Protest organizer Tamara Lich wrote in a Feb. 6 tweet that Ottawa police will effectively be “starving truckers and their families” if they cut off fuel and supplies.

After the Freedom Convoy 2022 raised almost $10 million CAD ($7.9 million USD) on GoFundMe, the fundraising platform ended the campaign on Feb. 4 after releasing only $1 million. GoFundMe cited a violation of its terms of service and said it gathered evidence from law enforcement of “violence and other unlawful activity,” later tweeting that the remaining $9 million withheld would be transferred back to donors.

Protest organizers quickly pivoted on Feb. 4 to launch a new campaign on the Christian fundraising site GiveSendGo, which had amassed over US$4.3 million as of the morning of Feb. 7.

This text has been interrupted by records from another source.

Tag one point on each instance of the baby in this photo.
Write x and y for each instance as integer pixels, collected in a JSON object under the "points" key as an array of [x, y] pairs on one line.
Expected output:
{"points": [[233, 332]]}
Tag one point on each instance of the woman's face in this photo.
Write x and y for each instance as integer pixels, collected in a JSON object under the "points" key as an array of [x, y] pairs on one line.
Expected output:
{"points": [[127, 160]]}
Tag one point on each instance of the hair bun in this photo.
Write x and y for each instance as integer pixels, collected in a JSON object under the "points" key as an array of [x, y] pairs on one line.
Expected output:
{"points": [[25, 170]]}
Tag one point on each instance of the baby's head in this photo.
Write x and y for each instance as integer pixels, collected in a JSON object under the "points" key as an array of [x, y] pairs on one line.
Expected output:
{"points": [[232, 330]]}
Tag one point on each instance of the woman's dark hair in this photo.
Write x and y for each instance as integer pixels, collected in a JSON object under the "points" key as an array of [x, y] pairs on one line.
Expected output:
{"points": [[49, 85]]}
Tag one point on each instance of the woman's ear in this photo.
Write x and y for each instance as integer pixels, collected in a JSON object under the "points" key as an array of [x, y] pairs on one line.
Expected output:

A group of Ottawa residents has filed a $9.8 million class-action lawsuit against truck protesters, citing damages of $4.8 million for “private nuisance” and $5 million for “punitive damages” related to “excruciatingly loud” honking.

For Concordia University professor Smith, politicians and media need to tone down the rhetoric that is dividing Canadians.

“I can’t be the only one who finds it disturbing that our own prime minister seems to suggest that people of color and women don’t want to be free and don’t like freedom. I don’t get that. I don’t know why that’s acceptable for him to be implying.”